By Mike Bassett
Engineers at Stanford University are working on ways to use ultrasound to send power–safely and wisely–to “smart chips” programmed to monitor a person’s health or treat pain.
According to an announcement from the school, researchers, led by Amin Arbabian, an assistant professor of electrical engineering at Stanford, are developing an approach that involves beaming ultrasound at a device inside the body that can convert the sound waves into electricity to power the device, process and execute medical commands, and report activity by a tiny built-in radio antenna.
They also are collaborating with other researchers to develop ultrasound-powered implants that can be used for a variety of medical applications, such as treating the symptoms of Parkinson’s disease.
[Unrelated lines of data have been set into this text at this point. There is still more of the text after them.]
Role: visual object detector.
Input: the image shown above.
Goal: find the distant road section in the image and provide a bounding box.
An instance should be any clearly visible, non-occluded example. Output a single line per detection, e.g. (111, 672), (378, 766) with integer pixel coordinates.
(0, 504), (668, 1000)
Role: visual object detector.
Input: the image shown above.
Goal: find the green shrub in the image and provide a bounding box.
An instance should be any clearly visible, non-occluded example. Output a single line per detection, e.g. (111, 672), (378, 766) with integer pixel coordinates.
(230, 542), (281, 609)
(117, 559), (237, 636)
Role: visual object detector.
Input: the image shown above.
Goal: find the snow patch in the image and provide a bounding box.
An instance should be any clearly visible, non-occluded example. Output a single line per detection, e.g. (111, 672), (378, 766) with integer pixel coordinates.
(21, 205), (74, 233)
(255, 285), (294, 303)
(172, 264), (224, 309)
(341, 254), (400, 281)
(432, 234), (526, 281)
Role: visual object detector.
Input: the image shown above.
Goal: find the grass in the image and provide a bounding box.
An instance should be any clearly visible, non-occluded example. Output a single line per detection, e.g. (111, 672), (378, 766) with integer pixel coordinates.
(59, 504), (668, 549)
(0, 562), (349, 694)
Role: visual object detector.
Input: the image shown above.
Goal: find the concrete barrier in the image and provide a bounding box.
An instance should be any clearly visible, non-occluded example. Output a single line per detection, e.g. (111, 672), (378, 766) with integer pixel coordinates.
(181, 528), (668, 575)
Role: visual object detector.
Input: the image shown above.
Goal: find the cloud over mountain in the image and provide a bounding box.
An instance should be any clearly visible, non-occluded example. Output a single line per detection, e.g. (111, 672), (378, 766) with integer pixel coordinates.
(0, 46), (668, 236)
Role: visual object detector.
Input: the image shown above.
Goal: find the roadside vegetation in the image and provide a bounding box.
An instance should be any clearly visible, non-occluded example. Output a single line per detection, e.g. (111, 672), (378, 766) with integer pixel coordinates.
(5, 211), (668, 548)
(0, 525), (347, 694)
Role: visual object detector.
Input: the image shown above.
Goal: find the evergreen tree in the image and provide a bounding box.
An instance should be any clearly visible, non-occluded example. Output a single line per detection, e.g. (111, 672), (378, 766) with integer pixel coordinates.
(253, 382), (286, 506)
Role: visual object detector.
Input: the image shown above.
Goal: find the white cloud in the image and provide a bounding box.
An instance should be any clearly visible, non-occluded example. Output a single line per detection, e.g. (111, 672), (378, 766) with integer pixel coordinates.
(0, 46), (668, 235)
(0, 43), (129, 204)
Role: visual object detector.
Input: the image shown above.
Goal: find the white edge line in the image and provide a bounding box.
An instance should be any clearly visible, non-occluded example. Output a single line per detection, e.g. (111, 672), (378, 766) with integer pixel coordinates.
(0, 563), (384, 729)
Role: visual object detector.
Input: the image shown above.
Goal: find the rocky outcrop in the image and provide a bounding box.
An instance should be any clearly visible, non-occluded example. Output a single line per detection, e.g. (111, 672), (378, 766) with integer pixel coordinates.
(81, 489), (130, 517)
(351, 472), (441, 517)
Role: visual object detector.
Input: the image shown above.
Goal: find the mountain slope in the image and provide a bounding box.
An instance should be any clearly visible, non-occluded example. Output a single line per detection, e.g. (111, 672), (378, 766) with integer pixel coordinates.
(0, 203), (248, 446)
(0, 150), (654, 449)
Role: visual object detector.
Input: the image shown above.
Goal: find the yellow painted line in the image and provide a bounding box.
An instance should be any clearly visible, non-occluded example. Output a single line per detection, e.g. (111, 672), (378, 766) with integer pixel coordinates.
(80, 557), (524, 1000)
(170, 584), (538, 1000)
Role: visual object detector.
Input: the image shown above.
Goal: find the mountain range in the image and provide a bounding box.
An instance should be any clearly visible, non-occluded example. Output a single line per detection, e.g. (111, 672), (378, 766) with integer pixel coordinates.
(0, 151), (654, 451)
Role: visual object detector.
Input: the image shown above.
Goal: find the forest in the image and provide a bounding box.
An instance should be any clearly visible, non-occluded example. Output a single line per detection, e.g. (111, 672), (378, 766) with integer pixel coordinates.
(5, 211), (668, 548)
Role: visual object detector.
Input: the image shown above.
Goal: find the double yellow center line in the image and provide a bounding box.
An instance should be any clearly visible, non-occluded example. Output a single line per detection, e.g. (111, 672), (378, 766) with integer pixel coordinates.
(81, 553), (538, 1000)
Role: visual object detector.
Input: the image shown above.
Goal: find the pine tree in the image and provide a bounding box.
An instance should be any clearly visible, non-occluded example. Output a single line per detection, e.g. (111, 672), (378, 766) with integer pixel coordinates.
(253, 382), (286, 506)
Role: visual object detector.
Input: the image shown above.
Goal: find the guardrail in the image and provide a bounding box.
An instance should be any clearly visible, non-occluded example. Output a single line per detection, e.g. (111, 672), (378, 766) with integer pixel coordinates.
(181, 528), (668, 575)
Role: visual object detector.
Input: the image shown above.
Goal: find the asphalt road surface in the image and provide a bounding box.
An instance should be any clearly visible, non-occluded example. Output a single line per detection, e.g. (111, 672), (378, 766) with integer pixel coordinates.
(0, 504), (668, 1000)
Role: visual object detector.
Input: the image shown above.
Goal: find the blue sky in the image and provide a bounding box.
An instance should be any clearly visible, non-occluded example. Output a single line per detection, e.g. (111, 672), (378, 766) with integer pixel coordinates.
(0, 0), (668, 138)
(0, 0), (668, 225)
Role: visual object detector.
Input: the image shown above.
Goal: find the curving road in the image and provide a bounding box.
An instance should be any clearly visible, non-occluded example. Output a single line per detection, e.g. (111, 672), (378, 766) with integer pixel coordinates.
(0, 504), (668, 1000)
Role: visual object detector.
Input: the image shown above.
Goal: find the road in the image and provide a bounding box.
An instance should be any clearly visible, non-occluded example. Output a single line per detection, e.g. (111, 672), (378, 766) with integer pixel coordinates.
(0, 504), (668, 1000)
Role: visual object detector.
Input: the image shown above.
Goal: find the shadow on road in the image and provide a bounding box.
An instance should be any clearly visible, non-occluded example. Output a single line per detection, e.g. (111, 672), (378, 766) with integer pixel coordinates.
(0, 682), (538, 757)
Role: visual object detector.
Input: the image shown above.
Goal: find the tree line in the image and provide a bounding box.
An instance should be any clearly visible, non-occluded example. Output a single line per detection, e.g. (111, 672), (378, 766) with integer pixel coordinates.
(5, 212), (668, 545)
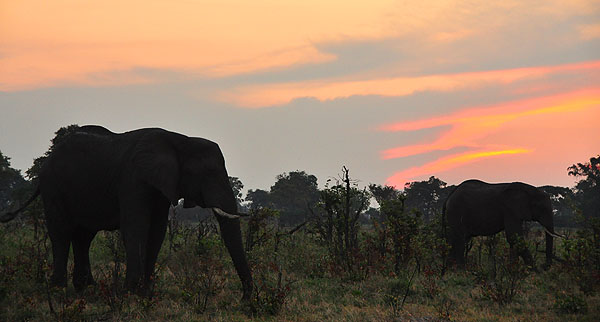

“Tiny, wireless nodes such as these have the potential to become a key tool for addressing neurological disorders,” Florian Solzbacher, a professor of electrical and computer engineering at University of Utah and director of its Center for Engineering Innovation, said in the announcement.
The working prototype developed by the researchers is about the size of the head of a ballpoint pen, but they hope to develop a next-generation implant about one-tenth its current size, with the goal of producing even smaller devices that could be used to create networks of electrodes to study the brains of animal in ways that aren’t possible today.
Arbabian also wants to test other applications using the technology to wirelessly power small implants deep inside the body.
“Many biosensing and stimulation applications require small, deep medical implants,” Arbabian said in the announcement. “We believe our platform provides the recipe for building small devices that can be powered wirelessly and programmed to perform a wide array of tasks.”
Ultrasound continues to be touted as a tool that can improve patient health diagnosis and monitoring efforts. For instance, in an article published last spring in the New England Journal of Medicine, researchers from Brigham and Women’s Hospital and Harvard Medical School in Boston, argue for the use of handheld ultrasound to replace the stethoscope.
Additionally, the use of transcranial Doppler ultrasound was found help to identify asymptomatic carotid artery stenosis patients who are at risk for stroke, according to a study published online last month in Radiology.